11 En in tegenwoordigheid van heel het volk voegde Chananja er aan toe: Zo spreekt Jahweh! Op dezelfde manier zal Ik het juk van Nabukodonosor, den koning van Babel, breken; binnen twee jaren is het van de nek van alle volken af! Toen ging de profeet Jeremias maar heen.
Og Hananias sagde saaledes for alt Folkets Øjne: Saa siger Herren: Saaledes vil jeg inden et Par Aars Tid er omme, bryde Nebukadnezar, Kongen af Babels Aag af alle Folkenes Hals; og Profeten Jeremias gik sin Vej.
12 Maar nadat de profeet Chananja het juk had gebroken, dat de profeet Jeremias om de hals had, werd het woord van Jahweh tot Jeremias gericht.
Men Herrens Ord kom til Jeremias, efter at Profeten Hananias havde brudt Aaget af Profeten Jeremias's Hals, og han sagde:
13 Ge moet Chananja gaan zeggen: Zo spreekt Jahweh! Een houten juk hebt ge stuk gebroken; een ijzeren juk maak Ik er voor in de plaats!
Gak og sig saaledes til Hananias: Saa siger Herren: Du har sønderbrudt Træaag, men du har gjort Jernaag i Stedet for.

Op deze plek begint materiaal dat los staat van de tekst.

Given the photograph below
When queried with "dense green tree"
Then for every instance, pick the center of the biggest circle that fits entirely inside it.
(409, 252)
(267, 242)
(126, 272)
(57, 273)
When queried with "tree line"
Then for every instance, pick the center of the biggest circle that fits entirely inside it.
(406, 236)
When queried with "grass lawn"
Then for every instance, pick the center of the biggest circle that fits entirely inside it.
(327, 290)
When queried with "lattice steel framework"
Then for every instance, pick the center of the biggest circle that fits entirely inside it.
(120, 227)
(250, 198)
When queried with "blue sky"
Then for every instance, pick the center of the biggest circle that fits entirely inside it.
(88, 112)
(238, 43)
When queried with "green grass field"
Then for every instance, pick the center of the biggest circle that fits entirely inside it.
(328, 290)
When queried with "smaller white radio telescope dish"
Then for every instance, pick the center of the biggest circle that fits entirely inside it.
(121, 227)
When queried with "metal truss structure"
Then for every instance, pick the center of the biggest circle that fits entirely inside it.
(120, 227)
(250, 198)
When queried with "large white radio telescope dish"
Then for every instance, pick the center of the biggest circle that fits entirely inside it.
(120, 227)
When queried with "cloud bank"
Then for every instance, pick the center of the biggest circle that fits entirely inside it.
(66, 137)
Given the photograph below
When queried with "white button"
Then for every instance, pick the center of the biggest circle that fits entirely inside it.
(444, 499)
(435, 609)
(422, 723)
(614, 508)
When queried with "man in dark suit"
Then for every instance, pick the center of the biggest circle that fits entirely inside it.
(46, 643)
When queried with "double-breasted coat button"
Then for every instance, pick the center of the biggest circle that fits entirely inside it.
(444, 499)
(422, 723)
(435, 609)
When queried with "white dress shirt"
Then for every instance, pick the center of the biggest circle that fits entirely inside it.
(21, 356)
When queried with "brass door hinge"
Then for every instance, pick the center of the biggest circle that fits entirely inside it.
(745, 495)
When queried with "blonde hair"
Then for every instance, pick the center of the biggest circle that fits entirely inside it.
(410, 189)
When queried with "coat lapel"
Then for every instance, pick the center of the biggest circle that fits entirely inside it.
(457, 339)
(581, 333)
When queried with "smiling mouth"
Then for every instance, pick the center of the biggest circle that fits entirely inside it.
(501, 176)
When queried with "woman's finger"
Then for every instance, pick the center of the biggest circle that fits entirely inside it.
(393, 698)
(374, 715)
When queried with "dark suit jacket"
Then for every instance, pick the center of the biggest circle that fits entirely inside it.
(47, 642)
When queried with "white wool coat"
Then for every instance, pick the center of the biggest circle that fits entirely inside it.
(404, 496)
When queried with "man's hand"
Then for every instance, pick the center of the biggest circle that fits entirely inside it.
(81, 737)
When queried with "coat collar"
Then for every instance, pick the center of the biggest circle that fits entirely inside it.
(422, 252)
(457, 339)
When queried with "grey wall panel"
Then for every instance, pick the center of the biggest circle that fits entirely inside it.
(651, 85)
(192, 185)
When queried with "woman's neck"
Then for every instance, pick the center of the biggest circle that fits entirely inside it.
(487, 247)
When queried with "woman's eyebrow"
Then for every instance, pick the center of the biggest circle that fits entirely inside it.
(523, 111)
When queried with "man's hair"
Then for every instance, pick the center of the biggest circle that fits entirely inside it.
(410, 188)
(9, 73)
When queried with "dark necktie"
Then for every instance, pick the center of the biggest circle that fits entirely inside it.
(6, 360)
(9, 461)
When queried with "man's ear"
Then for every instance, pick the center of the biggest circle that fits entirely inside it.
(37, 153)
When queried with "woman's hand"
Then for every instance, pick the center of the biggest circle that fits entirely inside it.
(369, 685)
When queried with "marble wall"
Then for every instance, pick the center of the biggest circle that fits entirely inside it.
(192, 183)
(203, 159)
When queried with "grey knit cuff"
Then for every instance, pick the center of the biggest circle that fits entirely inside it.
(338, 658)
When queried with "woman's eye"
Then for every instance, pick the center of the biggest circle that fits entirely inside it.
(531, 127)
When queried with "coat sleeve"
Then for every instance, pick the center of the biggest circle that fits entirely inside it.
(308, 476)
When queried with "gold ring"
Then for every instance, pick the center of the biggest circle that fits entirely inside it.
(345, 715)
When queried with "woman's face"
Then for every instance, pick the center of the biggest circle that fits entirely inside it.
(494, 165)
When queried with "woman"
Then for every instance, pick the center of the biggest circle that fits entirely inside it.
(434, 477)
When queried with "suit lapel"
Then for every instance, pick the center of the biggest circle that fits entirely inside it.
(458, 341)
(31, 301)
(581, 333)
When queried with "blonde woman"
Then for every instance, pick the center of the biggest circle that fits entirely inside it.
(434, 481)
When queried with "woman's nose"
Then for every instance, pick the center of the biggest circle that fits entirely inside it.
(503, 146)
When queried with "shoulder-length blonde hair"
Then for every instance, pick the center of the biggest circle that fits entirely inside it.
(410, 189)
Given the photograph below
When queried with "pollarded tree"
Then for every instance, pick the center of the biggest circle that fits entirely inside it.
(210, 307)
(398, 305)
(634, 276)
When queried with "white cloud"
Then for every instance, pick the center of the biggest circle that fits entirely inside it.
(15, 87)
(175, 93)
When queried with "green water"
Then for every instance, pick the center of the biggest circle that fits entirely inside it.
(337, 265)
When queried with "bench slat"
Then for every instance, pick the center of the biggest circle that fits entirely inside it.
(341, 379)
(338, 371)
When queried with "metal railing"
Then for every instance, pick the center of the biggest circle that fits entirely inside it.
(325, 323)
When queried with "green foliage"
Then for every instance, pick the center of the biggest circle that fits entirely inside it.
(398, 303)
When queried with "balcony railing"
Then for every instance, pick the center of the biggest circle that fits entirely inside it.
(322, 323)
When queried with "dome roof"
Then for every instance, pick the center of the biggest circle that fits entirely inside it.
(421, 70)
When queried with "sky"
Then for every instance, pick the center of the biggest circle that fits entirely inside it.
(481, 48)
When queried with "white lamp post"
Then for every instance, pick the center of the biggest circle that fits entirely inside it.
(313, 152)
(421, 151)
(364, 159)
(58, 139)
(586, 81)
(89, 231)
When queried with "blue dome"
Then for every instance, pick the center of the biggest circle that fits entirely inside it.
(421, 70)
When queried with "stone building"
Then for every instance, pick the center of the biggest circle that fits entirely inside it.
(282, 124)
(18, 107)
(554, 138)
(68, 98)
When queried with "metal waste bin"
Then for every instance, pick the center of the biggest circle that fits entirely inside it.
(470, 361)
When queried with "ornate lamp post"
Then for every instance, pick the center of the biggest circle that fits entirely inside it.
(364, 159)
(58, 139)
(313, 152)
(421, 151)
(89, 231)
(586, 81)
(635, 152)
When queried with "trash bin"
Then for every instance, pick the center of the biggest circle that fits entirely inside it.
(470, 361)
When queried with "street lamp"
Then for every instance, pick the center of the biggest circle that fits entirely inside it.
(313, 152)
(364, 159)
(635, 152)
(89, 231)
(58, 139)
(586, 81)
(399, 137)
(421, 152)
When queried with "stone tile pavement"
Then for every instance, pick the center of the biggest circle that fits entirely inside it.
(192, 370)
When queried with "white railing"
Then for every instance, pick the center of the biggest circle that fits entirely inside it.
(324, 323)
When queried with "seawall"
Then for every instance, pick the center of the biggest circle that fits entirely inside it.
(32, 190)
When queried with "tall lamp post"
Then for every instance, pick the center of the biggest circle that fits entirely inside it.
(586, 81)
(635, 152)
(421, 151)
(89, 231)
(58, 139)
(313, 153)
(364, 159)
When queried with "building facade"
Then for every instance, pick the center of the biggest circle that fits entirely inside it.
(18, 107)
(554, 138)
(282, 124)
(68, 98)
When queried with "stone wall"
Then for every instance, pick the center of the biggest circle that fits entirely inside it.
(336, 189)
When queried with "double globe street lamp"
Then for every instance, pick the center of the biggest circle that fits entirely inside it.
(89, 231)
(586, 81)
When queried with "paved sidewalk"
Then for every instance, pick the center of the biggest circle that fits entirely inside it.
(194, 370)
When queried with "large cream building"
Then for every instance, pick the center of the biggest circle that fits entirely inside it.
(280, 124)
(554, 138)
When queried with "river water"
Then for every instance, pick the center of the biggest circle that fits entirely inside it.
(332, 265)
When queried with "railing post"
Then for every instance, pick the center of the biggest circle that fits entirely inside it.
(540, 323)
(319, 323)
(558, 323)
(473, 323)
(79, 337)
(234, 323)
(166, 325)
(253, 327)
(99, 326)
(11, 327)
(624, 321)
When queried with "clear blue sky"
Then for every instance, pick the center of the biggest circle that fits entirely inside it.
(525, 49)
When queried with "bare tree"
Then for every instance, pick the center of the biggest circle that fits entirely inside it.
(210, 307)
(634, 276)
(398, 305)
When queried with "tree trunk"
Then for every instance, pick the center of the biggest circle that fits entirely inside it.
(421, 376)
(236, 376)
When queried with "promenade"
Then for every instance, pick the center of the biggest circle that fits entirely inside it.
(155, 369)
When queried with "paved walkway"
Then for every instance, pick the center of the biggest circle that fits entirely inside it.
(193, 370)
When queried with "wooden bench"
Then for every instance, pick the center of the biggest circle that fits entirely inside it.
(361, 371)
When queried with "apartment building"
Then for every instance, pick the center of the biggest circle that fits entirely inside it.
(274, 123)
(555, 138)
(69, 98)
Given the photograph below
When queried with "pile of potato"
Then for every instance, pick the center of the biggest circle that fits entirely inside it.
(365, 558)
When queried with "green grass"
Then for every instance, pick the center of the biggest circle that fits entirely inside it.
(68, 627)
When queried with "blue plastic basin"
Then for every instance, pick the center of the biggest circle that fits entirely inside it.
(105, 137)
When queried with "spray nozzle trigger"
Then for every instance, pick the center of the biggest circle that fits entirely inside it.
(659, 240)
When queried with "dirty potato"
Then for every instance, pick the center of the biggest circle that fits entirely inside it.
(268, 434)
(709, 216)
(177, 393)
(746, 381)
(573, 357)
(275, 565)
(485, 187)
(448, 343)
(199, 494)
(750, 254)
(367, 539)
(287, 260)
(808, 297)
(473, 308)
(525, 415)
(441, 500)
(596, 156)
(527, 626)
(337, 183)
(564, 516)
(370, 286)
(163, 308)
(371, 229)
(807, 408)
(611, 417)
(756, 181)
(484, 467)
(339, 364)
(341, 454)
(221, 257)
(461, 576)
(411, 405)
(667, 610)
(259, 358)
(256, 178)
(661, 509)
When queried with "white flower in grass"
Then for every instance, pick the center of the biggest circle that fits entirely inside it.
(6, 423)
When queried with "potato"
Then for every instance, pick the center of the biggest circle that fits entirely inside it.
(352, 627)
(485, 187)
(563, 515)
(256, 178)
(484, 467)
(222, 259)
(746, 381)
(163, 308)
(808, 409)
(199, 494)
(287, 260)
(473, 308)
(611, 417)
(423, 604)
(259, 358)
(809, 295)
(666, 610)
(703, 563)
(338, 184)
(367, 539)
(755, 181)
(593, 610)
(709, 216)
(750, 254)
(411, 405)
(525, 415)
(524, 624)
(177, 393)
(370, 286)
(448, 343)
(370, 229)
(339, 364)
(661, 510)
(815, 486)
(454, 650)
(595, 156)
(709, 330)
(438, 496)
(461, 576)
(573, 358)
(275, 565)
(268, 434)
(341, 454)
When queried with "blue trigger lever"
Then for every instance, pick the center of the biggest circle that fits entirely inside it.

14 Want zo spreekt Jahweh der heirscharen, Israëls God: Een ijzeren juk leg ik om de nek van al deze volken, om ze dienstbaar te maken aan Nabukodonosor, den koning van Babel; ze zullen hem dienen; zelfs de wilde beesten heb Ik in zijn macht geleverd!
Thi saa siger den Herre Zebaoth, Israels Gud: Jeg har lagt et Jernaag paa alle disse Folks Hals, at de maa tjene Nebukadnezar, Kongen af Babel, og de skulle tjene ham; ogsaa de vilde Dyr paa Marken har jeg givet ham.
15 En tot den profeet Chananja zelf sprak de profeet Jeremias: Luister Chananja; Jahweh heeft u niet gezonden, maar gij hebt de verwachting van dit volk op leugens gegrond.
Og Profeten Jeremias sagde til Profeten Hananias: Hør dog, Hananias! Herren har ikke sendt dig, og du har faaet dette Folk til at forlade sig paa Løgn.
16 Daarom spreekt Jahweh: Ik stoot u van de aarde weg; eer het jaar voorbij is, zult ge sterven; want ge hebt opstand tegen Jahweh gepreekt.
Derfor, saa siger Herren: Se, jeg vil sende dig bort fra Jordens Kreds; i dette Aar skal du dø, thi du har prædiket Frafald fra Herren.
17 En de profeet Chananja stierf nog in hetzelfde jaar in de zevende maand.
Saa døde Profeten Hananias i det samme Aar, i den syvende Maaned.